Les bisons se promènent, ils sont calmes et ne se laissent pas déranger par les touristes. Sur la route, le bison à la priorité et des longues queues de voiture se forment derrière un bison qui a décidé de se balader sur la route. Par hasard nous découvrons le Grand Canyon du Yellowstone River, et encore une fois, c’est une vue à couper le souffle.Le plus ancien parc national du monde vaut définitivement une visite, de plusieurs jours, si possible.
Nous, nous retournons le soir à notre Eagle Ridge Ranch. Le jeudi, le dernier jour de notre énorme excursion, environ 2500km en 1 semaine, est déjà arrivé. Sur le retour, nous nous arrêtons à Ogden pour visiter le très impressionnant Hills Aerospace Museum, puis nous savourons encore une fois un bon repas chez Cracker Barrel.
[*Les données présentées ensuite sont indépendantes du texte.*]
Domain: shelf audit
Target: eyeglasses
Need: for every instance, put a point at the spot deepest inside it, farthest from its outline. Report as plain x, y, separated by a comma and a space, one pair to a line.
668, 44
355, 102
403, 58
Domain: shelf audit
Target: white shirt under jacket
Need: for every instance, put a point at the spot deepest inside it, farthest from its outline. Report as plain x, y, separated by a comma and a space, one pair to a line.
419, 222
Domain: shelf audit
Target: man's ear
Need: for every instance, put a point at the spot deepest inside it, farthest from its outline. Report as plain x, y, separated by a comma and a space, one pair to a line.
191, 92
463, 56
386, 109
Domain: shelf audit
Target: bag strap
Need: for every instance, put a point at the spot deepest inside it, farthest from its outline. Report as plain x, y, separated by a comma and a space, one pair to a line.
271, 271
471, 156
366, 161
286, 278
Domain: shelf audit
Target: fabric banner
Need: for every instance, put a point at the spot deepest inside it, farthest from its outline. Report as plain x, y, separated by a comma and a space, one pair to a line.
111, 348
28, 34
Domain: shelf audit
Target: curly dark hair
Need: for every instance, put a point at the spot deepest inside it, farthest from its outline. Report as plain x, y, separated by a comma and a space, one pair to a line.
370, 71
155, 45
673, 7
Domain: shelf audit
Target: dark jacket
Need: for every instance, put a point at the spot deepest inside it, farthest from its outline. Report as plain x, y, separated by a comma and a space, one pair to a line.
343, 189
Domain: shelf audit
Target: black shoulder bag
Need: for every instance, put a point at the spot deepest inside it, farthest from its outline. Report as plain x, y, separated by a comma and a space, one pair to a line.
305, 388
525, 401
Mon dernier soir à SLC, nous passons sur une terrasse très sympa dans le quartier où Astoeti et David habitent en buvant une bière et en discutant. Et je les remercie beaucoup pour m’avoir permis de faire plein de nouvelles découvertes.
Lac de Bienne en vélo
Après une journée d’Ascension pluvieuse, 2 belles journées printanières attendent Bernard et moi pour notre excursion dans le pays des 3 lacs le 11/12 mai 2018.
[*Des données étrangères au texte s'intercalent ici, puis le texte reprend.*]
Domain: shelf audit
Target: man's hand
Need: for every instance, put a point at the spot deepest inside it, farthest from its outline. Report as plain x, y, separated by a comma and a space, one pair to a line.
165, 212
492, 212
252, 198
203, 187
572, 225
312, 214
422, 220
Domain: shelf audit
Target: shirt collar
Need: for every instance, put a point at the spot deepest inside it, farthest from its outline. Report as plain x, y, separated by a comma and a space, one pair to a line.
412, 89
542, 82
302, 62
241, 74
Nous cherchons les vélos réservés à l’avance à la gare d’Ins, et allons par Vinelz à Erlach. Ici nous visitons la belle vielle ville médiévale. L’ambiance de vacances et de plage dans ce village nous plait et nous faisons la première pause café.
Ensuite nous allons sur l’Ile St-Pierre. Ici nous apprenons que c’était une fois la plus grande île de la Suisse, jusqu’à la 2ième correction des eaux du Jura, qui a eu comme conséquence que le niveau du lac de Bienne s’est baissé de 2m et a fait surgir de l’eau le passage qui mène d’Erlach vers l’île. L’île est très verte, de la visiter en vélo est idéal. L’ancien cloître, où Jean-Jacques Rousseau vécu pendant 6 mois, est aujourd’hui un hôtel. L’après-midi nous pédalons le long du lac de Bienne à Lüscherz et jusqu’à l’impressionnante centrale hydroélectrique de Hagneck. Ici nous quittons le lac et suivons le canal Hagneck – et espérons de trouver bientôt un bistrot pour manger une glace. Mais il faut encore beaucoup de patience… seulement à Müntschemier, après des kilomètres à travers les champs de fruits et légumes du ‘Seeland’, nous trouvons une terrasse ensoleillée et une bonne glace qui est encore meilleure puisqu’il fallait l’attendre longtemps… Ensuite nous rendons les vélos à Ins. D’ailleurs, on est très contents des vélos loués aux CFF. Nous clôturons cette magnifique journée avec un très bon repas et un excellent vin rouge, Cabernet Franc 2015 (Grillette Vin de Cressier, NE) au restaurant Murtenhof à Morat. Dans une petite pension au centre de Morat nous dormons ensuite comme des marmottes… et le samedi matin je suis très contente que je ne dois pas remonter sur le vélo, parce que j’ai mal aux fesses.